Ruhsal travma doğal afet, trafik kazası, hastalık, mevt üzere nedenlerle olabileceği üzere insanın beşere yaptığı kötülük nedeniyle de oluşabilir. Çocuklukta olan ve uzun mühlet devam eden travmalar, bilhassa ailelerin çocuk yetiştirmede yol açtığı aksilikler erişkinlikte de izleri görülen kronik ruhsal bozukluklara yol açabilir. Erişkinlikte yaşanan travmalar ise daha hudutlu bir tesir yaratırlar, fakat kişinin daha evvelki hayat hikayesine bağlı olarak kronikleşen tepkileri da başlatabilirler.

Ruhsal travma kişinin ruhsal dünyasında iç çelişkilere, sık duygusal oynamalara, birbirine karşı niyet biçimleri ortasında gidip gelmeye, travma ile ilgili bahisleri zihinden uzaklaştırma gayretlerine, kimi vakit da olayla ilgili mevzuları çok derecede düşünmeye, bu üzere hislerden uzak kalma gayreti içersinde hislerini ve ömrünü çok kısıtlamaya ve daraltmaya da götürebilir.

Ruhsal dünyamızdaki iç ahenk ve harmoninin kaybına genel olarak sıhhatsiz dissosiyasyon ismini vermekteyiz.

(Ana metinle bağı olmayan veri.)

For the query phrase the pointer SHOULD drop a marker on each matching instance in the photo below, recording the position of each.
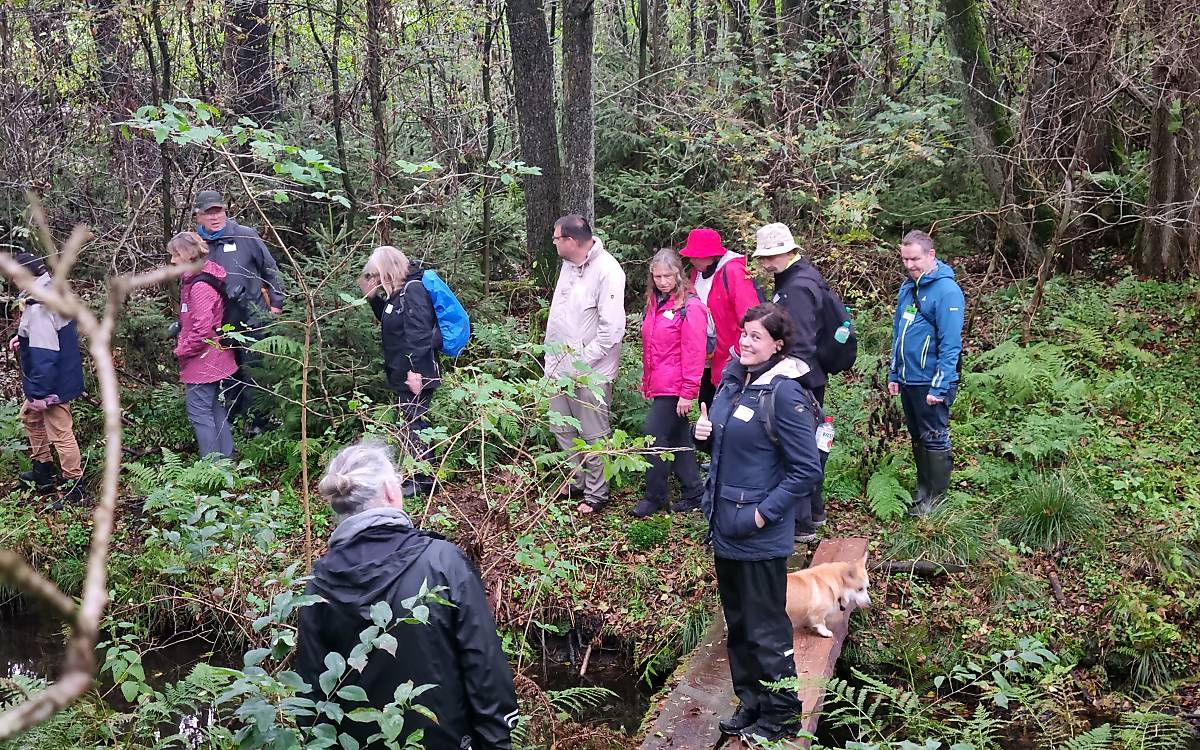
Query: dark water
(31, 645)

Dissosiyasyon sözcük olarak ayrılma, bölünme, kopma, çözülme üzere manalar taşır. Ruhsal açıdan ise kişinin zihninde yer alan his,düşünce, anı ve gibisi içerikleri süreksiz olarak kompartımanlaştırması, bir kenara koyması manasına gelen bir düzenektir. Bu sistem çok ölçüde olduğunda kişinin ruhsal bütünlüğü tehdit altına girer.